Again, in making decisions while sitting around a board table, I would have gone back to my senior management team and said this was unacceptable. Plus, for us to make a proper decision, we have to compare it with what we know, and what we know today. You cannot guess what the U.S. may or may not do. You don't know that. You're assuming that. It's a strong assumption. Maybe it's a safe one, but it's a strong assumption.
You know what you have today. You know what you have in the new agreement. You do an analysis to compare the two. In the new agreement, we gained how many jobs? Well, you can't do that. You're comparing it with no agreement. In the new agreement, how much is added to our economic activity? I don't have that here. In the new agreement, how much is gained in the environmental chapter? Again, you're comparing it with nothing. If I look at the C.D. Howe report, it's a $10-billion hit. It has negative effect on GDP. If I compare it with the TPP, if we'd done TPP instead of NAFTA, it's a $4-billion gain for Canada with the U.S. involved in TPP. So I look at this and say, “How do I take this information and actually give it an accurate assessment?" I can't. You didn't give me the right starting point. I go to the government....

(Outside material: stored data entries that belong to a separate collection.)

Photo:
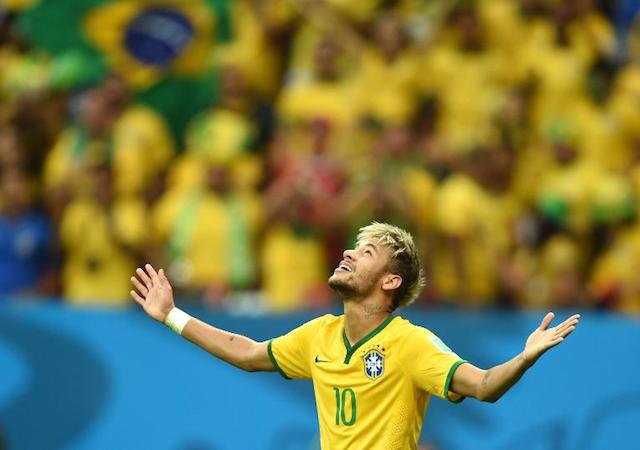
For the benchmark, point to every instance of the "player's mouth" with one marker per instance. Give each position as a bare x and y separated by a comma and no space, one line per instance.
344,267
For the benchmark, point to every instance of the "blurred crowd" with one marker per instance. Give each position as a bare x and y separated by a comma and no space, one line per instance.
504,134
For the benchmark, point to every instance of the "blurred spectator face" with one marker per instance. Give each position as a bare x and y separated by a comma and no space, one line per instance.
11,150
564,152
14,188
396,140
469,29
218,179
326,59
389,36
114,93
532,6
95,114
102,177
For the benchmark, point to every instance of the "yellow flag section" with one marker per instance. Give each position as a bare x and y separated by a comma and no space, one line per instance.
143,39
372,394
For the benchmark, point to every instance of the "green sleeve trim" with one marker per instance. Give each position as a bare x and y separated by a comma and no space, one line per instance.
447,383
274,362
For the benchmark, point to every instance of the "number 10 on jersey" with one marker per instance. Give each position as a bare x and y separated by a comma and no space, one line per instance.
347,395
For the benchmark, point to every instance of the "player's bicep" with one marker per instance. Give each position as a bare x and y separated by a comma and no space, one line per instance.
466,380
259,360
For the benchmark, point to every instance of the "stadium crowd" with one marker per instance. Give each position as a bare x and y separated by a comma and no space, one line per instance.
505,134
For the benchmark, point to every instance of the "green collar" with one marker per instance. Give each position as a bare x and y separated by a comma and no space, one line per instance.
351,350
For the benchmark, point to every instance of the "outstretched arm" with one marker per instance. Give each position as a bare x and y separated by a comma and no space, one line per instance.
490,385
154,293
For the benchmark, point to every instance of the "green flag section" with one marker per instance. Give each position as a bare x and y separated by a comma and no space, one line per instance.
161,48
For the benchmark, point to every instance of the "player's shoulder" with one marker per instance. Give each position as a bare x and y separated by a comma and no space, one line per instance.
407,328
417,336
326,321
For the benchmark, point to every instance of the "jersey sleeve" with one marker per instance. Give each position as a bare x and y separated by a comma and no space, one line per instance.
291,353
431,364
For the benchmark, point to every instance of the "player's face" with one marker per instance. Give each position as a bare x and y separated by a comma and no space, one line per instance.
360,270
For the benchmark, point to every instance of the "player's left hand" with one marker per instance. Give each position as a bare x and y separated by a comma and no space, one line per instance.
544,338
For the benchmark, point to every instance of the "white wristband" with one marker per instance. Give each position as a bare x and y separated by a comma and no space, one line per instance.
177,319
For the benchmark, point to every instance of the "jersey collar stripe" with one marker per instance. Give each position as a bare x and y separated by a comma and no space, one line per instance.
351,350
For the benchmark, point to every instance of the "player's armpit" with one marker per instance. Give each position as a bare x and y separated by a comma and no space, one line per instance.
467,380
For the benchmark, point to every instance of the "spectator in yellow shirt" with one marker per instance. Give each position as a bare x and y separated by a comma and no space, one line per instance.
102,235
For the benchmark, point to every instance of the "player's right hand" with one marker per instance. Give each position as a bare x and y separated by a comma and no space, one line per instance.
153,292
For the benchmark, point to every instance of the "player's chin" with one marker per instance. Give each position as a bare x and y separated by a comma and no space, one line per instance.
338,283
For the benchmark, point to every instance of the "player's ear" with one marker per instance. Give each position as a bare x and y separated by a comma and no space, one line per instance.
391,282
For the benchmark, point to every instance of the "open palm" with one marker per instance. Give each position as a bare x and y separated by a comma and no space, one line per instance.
544,338
153,292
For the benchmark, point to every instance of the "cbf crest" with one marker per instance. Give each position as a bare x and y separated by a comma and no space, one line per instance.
373,364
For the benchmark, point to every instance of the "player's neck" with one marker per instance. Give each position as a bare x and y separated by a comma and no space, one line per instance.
362,317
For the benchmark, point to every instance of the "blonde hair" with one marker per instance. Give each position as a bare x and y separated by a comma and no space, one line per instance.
404,259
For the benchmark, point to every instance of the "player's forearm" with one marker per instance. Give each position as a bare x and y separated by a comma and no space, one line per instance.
499,379
238,350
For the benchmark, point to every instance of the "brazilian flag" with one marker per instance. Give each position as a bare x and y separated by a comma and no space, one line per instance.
160,47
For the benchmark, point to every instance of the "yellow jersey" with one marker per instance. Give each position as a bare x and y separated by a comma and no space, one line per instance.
372,394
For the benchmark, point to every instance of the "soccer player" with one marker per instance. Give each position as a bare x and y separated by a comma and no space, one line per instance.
373,372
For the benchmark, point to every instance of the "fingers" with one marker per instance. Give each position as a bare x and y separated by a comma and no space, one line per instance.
571,322
144,277
546,321
139,286
137,297
163,278
152,273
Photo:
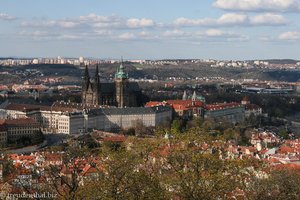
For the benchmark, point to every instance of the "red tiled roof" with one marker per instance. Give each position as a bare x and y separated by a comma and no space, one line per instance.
2,128
153,103
222,106
252,107
23,121
285,150
246,98
88,170
119,138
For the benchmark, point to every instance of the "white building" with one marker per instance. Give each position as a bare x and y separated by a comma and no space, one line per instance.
70,118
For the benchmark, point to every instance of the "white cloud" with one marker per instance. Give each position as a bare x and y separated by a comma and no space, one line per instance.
174,33
259,5
126,36
235,19
289,36
92,21
267,19
139,23
232,18
4,16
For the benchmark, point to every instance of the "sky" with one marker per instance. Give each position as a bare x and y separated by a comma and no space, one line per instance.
151,29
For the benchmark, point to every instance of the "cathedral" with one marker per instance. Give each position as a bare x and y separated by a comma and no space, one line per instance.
120,93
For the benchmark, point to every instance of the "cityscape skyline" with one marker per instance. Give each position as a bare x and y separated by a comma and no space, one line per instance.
217,29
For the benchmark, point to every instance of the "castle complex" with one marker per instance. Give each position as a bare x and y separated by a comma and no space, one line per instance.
120,93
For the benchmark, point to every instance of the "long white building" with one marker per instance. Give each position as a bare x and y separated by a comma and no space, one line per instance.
71,118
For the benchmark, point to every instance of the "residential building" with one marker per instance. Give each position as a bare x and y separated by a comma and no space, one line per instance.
233,112
3,135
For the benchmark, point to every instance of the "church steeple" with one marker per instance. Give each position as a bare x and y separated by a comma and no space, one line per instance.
97,79
120,72
194,97
86,78
184,96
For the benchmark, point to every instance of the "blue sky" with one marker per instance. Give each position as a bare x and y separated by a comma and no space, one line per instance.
156,29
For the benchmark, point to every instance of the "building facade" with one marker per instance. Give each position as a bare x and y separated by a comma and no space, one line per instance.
3,136
72,118
120,93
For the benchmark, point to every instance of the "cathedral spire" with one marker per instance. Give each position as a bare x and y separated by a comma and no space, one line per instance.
97,72
86,73
120,71
184,96
194,97
86,78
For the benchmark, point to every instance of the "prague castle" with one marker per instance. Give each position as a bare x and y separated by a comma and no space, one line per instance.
120,93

We haven't played games here. We've said that we're going to pass it. We're going to move forward. But we need the information to do that properly. You haven't provided that. You haven't provided yourself with the information. That's really scary, because it's $2 billion a day. Yes, we're going to approve it. I guess, comparing it with nothing, we know that this is still a better way, but we've done nothing for the sectors that are left out. You haven't even identified them in your report. I'm wondering how I go to the Liberals now and say, “You need to be accountable to help the forestry workers. You need to be accountable to help the dairy workers. You need to be accountable to help the aluminum workers.” I have nothing to do that on, based off this report.

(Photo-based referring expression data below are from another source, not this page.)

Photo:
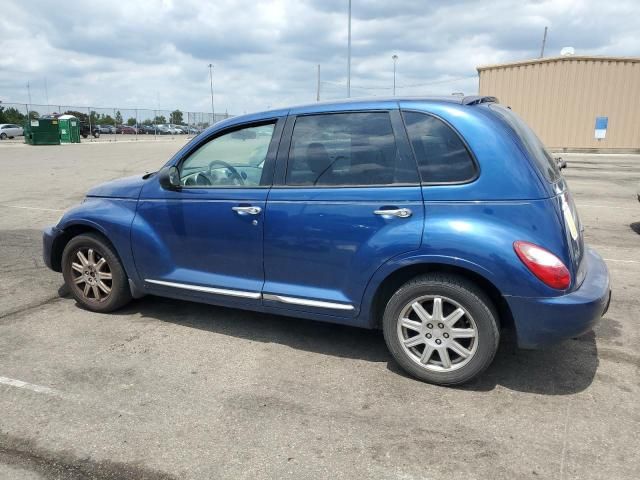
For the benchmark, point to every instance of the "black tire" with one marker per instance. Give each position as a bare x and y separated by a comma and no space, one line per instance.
480,315
119,294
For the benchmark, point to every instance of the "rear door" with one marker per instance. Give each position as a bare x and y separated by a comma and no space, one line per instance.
346,199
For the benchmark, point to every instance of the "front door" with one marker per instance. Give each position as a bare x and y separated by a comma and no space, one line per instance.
205,239
348,200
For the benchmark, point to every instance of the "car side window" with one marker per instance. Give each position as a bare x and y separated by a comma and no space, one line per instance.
234,159
346,149
442,156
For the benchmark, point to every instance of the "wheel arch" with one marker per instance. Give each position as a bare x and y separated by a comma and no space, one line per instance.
393,280
69,232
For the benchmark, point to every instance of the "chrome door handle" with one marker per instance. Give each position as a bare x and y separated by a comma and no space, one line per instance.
396,212
247,210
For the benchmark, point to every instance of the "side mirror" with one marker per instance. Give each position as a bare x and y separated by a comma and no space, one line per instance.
169,178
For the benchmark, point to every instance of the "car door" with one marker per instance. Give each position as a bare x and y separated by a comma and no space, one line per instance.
346,199
205,239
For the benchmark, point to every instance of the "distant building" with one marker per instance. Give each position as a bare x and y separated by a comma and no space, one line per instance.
565,98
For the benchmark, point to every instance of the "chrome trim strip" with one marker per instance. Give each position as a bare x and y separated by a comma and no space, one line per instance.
306,302
198,288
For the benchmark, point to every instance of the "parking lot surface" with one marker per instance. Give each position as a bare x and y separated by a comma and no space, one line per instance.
165,389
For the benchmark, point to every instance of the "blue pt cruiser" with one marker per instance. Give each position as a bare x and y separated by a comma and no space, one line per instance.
439,220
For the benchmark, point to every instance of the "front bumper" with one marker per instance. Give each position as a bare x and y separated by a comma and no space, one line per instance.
49,236
545,321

I don't mean to be hard on you, and I apologize. I know that you have your starting points and stuff like that. I'm sure there's a good political reason why you did it the way you did. I realize that you probably didn't make that decision—the gods above you did—so don't take that wrong. The reality is that if we don't have good data, how do we make good decisions? The reality is that right now we can't make a good decision based on this data. Which report do I go with? Is C.D. Howe more accurate or is the U.S. data more accurate? If you compare those with this here...wow.